The researchers found that the complexity of the U.S. health care system drives up administrative costs for everyone in the market. This has been one of the central arguments for proponents of a single-payer system. The researchers found that complexity drives costs in three ways: through architectural complexity, or the requirements for each health plan to contract separately with each provider in the system; contract complexity, or the detailed service terms included in each of the agreements; and compliance costs, or the costs of ensuring the integrity of the billing process. Addressing each of these categories by standardizing contracts and other reforms could lead to a reduction in billing and insurance-related costs of 27%-63%, the researchers found.
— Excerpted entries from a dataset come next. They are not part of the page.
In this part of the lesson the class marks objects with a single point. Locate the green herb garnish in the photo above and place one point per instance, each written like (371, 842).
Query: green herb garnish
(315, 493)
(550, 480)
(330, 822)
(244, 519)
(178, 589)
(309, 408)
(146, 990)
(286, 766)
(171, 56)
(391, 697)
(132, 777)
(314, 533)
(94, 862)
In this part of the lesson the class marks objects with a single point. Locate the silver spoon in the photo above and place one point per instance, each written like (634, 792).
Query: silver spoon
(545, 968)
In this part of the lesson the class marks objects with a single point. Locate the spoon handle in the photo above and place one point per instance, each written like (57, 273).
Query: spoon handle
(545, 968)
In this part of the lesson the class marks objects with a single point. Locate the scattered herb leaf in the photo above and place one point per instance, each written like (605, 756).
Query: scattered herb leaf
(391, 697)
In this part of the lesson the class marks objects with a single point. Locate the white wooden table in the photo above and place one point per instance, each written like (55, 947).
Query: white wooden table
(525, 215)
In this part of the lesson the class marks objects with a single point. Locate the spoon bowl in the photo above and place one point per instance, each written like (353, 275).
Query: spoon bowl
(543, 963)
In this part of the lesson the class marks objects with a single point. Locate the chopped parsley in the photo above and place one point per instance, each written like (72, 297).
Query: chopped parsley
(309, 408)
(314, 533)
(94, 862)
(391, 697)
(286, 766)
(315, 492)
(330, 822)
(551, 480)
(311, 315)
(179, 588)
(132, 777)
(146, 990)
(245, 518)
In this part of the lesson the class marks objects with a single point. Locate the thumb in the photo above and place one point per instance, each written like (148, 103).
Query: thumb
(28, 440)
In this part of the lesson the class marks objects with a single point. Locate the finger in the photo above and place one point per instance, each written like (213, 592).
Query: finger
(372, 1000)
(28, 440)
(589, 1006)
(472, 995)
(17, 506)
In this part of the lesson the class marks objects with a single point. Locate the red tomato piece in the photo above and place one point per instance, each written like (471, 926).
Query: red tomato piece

“With Medicare for All seemingly off the table, our paper suggests we can still tackle administrative costs through structural changes to the payment process,” said Kevin Schulman, MD, MBA, professor of medicine and director of industry partnerships and education at the Clinical Excellence Research Center, or CERC, at Stanford. “When we looked at the market through our cost framework, we were able to better understand the drivers of cost related to the complexity in the market. Most other service markets with similar levels of complexity have adopted standardized contracts to reduce transaction costs for buyers and sellers. It seems that only in health care do we continue to tolerate this lack of standardization in transactions. In sum, our work suggests that billing and insurance-related costs can be meaningfully reduced without abandoning a multipayer system.”

High cost of administrative complexity

It’s widely accepted that for health care, billing and insurance-related administrative costs are higher in the United States than in nearly every other industrialized country. Estimates suggest that the country wastes more than $265 billion annually due to this administrative complexity, and that the rate of increase in administrative costs has outpaced that of overall health care expenditures. Yet despite the substantial research on wasted spending in health care administration, scant practical wisdom exists on precisely the cause of these high costs and how to tame them.

The researchers’ model is designed to address those challenges. The results of the study were published March 31 in Health Services Research. Schulman is the senior author. The lead author is mathematician David Scheinker, Ph.D., clinical associate professor of pediatrics and director of system utilization research for Stanford Medicine.

The study builds on earlier research by Schulman and others that documented the significant resources American physicians expend to file a bill and receive payment from health insurers. The earlier study found that it costs a primary care physician on average $20.49 to submit a bill for a visit, or almost $100,000 per year per physician for billing and insurance-related costs.

To estimate how incremental reforms could generate savings, the researchers first developed a model of physician billing and insurance-related costs based on structural elements of the payment process: For each provider, the model considers the number of health plan contracts, the number of features in each health plan, the clinical and nonclinical processes required to submit a bill for payment, and the compliance costs associated with medical billing. The model also estimates fixed and variable costs of the billing process for the different types of businesses.

The researchers then modeled three types of reforms to simplify the process based on the current market: one that simplifies individual contracts; one that standardizes contracts across the market; and one that both simplifies and standardizes contracts, thereby reducing regulatory and compliance costs to the greatest extent.